Although Obamacare didn't modify the asset-recovery law, it made it mandatory for most Americans to carry health insurance and expanded the number of people ages 55 to 64 who are eligible for coverage.
In another twist, all new Medicaid patients in Illinois were placed into so-called managed-care programs, in which the state pays insurers on a per-member per-month basis.
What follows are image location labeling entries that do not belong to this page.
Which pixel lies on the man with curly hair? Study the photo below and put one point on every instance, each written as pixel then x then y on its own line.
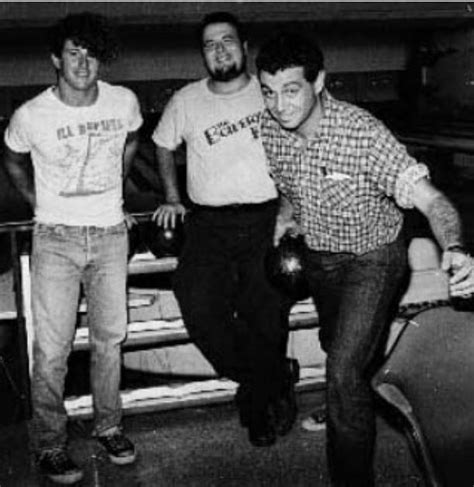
pixel 81 137
pixel 344 178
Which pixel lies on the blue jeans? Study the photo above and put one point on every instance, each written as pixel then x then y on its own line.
pixel 356 297
pixel 63 259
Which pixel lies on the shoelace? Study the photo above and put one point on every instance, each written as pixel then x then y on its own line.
pixel 118 442
pixel 56 457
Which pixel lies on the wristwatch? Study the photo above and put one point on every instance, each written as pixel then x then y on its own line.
pixel 457 248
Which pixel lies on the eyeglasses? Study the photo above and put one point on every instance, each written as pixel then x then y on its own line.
pixel 228 43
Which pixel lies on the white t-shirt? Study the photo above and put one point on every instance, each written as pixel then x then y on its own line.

That means people like Rosato will be racking up health care costs even if they don't seek any medical care.
In theory, that money could all come out of their estates once they die.
"We're in some level of uncharted territory here," said Matt Salo, executive director of the National Association of Medicaid Directors. "For the most part, nonelderly adults didn't get into the program in the past unless they were very disabled or really sick, so the number of people for whom estate recovery was applied was very small."
But when the doors swung open Jan. 1 in Illinois, the calculus changed, and the various state and federal laws that govern estate recovery leave much unclear.
Nonetheless, Salo doesn't think states will place claims on the real property or assets of new Medicaid patients unless they rack up extraordinary bills, calling the process of asset recovery politically fraught and prohibitively expensive.
"Unless you're going to end up using a whole lot of resources -- if you have an organ transplant or wind up in a nursing home -- (states) are not coming after you," Salo said. "It's in nobody's interest, least of all the states, to go nickeling and diming people for $10,000 because they enrolled in Medicaid for a couple of years."
Some states, like Oregon and Washington, opted to tweak regulations to clarify that asset-recovery efforts would apply only to long-term care.
But others, like Illinois, have said little to nothing, opting to wait for the federal government to clarify its stance on how or whether states should act.
"We are in the process of reviewing our current policy in light of the Affordable Care Act, as well as existing state law and state rules," said Mike Claffey, a spokesman for the state of Illinois.
He said the state has been awaiting clarification from the federal government and plans to consult with the General Assembly. He did not provide a timetable.
Aaron Albright, a spokesman for the federal Centers for Medicare & Medicaid Services, said in a statement: "We recognize the importance of this issue and will provide states with additional guidance in this area soon."
That's little comfort to people like Richard Finkelstein.
Like many of the new Medicaid enrollees in their 50s and 60s, Finkelstein, 62, owns an apartment, in the Lakeview neighborhood, and has investments and savings. But after retiring as a consultant a few years ago, he doesn't make much money and lives off modest withdrawals from his savings.
He intended to purchase a new private insurance policy via the Illinois health insurance exchange with the help of a government subsidy. But his low annual income sent him to Medicaid.
He was hoping for it to be little more than a short-term bridge between his early retirement and Medicare. Now, he's not so sure.
Had he known about the asset-recovery provision before signing up, he said he would have purchased a private plan instead, with no strings attached.
"How do I know they're not putting a lien on my estate as we're talking right now?" Finkelstein said Tuesday. "No one told us about this. No one has any answers now, and whatever answer they give me today can change on a dime.
"I don't think anyone really thought this through, and to me, this is the biggest insurance scam ever."